In 1850 he set up practice in Cambridge as an architect, from 1893 in partnership with C. R. Scott, and designed and built several buildings around Cambridge and elsewhere in Cambridgeshire. He was the borough surveyor in 1850–69, and also served as the architect attached to the Cambridgeshire and Isle of Ely Asylum at Fulbourn and the clerk of works for Ely Cathedral. He was an elected fellow of the Royal Institute of British Architects, the Society of Antiquaries and the Surveyors' Institution, a member of the Institute of Civil Engineers (1859), and served as president of the Institute of Sanitary Engineers. His other honours include being a Knight of Justice of the Order of St John of Jerusalem.

Rowe was married. With William John Beamont, he was associated with the foundation of the Church Congress in 1861. In later life, he lived at Parkside in Cambridge. He died on 21 December 1899. His funeral was held at St Andrew the Great and he was buried at Mill Road Cemetery.

==Works==
His most-notable work in Cambridge is the Cambridge Corn Exchange (1873–75). His other buildings in the town include St Matthew's Church (1864–66), number 6, Trumpington Road (1866), Wilton Terrace, Station Road, almshouses on King Street (1880), and (with C. R. Scott) the Red Cow pub on Corn Exchange Street (1898).

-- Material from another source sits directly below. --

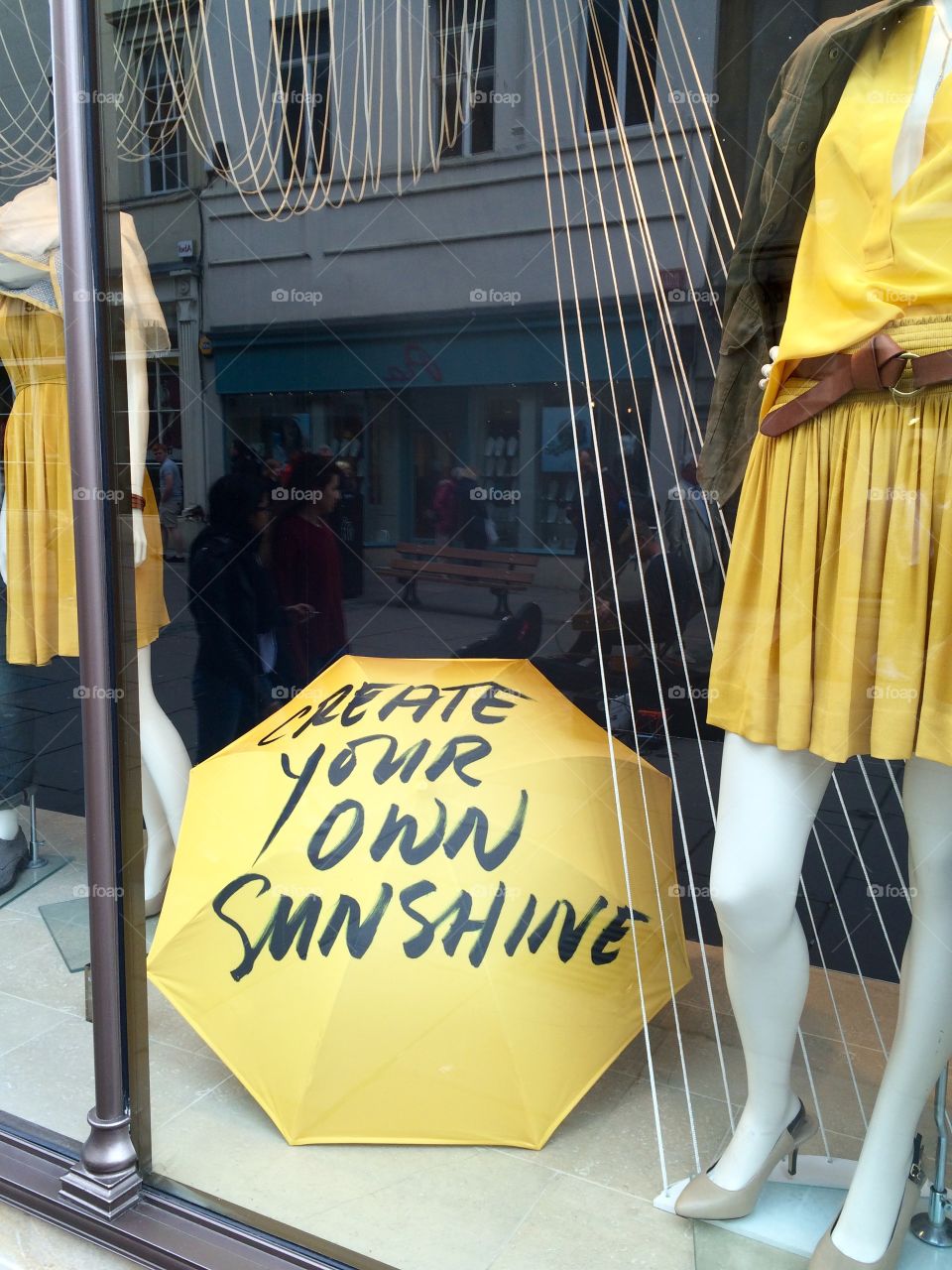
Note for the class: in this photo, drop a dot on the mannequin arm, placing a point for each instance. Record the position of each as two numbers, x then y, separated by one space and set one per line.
137 395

Outside Cambridge, he built Anglican churches at Burwell (1863), Prickwillow (1866–68) and Wendy (1866; demolished in around 1950), and was involved in restoring many Anglican churches in Cambridgeshire, including those at Stuntney (1875–76) and Haddenham (1871–77). He also built vicarages or rectories at Graveley (1853–54), Fulbourn (1859) and Chatteris (1878–80).

His non-ecclesiastical work in Cambridgeshire includes the police station (1855) at Linton and Arkenstall's Endowed School at Haddenham (1863).